Apologies if I've not used the right terms as per the design
doc/implementation, but hopefully you get the idea :-)
> Classification propagation from entity to a derivative or child entity
> ----------------------------------------------------------------------
>
> Key: ATLAS-1821
> URL: https://issues.apache.org/jira/browse/ATLAS-1821
> Project: Atlas
> Issue Type: Improvement
> Components: atlas-core, atlas-webui
> Reporter: Srikanth Venkat
> Fix For: 0.9-incubating
>
>
> User Story:
> As a data steward, I need a scalable way to quickly and efficiently propagate
> classification across the information supply chain to support efficient
> searches and classification based security for compliance and audit purposes.
> This requires:
> 1. Classifications for derivative entities should be inherited from the
> originator and to child entities from parent.

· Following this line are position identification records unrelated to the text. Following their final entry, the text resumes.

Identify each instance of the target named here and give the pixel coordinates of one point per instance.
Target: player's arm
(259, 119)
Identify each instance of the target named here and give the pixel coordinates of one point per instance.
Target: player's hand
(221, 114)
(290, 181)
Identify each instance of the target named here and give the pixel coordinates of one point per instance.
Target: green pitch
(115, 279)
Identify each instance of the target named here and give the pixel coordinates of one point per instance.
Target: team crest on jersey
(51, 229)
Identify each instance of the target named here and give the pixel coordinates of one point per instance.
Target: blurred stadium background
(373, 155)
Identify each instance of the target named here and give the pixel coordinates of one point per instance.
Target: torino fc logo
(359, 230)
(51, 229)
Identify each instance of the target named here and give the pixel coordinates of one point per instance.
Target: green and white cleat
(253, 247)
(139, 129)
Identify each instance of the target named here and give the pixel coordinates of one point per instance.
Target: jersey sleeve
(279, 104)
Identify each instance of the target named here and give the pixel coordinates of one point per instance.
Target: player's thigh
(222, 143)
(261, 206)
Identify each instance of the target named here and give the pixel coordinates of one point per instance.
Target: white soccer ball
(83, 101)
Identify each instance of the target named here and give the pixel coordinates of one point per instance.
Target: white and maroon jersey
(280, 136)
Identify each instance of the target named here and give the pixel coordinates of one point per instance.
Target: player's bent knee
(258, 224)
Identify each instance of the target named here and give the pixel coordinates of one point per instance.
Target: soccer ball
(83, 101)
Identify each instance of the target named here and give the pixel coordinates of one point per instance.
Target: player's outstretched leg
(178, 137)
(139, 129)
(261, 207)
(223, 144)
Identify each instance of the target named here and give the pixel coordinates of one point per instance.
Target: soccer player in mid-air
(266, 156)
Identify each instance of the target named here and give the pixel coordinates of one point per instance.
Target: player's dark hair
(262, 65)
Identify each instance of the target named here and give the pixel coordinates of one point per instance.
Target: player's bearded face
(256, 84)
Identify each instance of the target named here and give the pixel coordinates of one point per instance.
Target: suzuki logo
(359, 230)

> For example, if a Hive column is classified "Confidential" then resulting
> column created from a CTAS operation should also be tagged "Confidential" to
> maintain the classification of the original entity. In the case where 2 or
> more entities are composed, the derivative entity should have the union of
> all classifications of each source entity.
> 2. Business Terms:
> a. Child business terms should inherit the classifications associated with
> the parent term.
> b. The option to propagate classification to child business terms in a
> hierarchy should be provided
> c. Ability to update the propagated tags manually via UI or through the API
> d. Tagging a term should propagate to data assets that are already attached
> to that business term as well
> 3. Data assets
> a. For all supported data asset types in Atlas, if a derivative asset is
> created it should inherit the tags and attributes from the original asset.
> b. the option to propagate tags to child entities should be provided (e.g. if
> you tag a folder in HDFS optionally tag all the files within it)
> c. Ability to update the propagated tags manually via UI or through the API
> d. Tagging a parent object should be inherited after child creation
> dynamically (unless a flag is set not to do this)
> e. Derived data assets should have the tags of the original data asset.
> Conflict resolution - if there are different values for attributes on tags
> (classifications) on upstream or parent entities used to derive a data asset
> then user needs to be prompted for action to resolve the conflict. Once
> resolved, the resolved value should be carried forth to derived assets.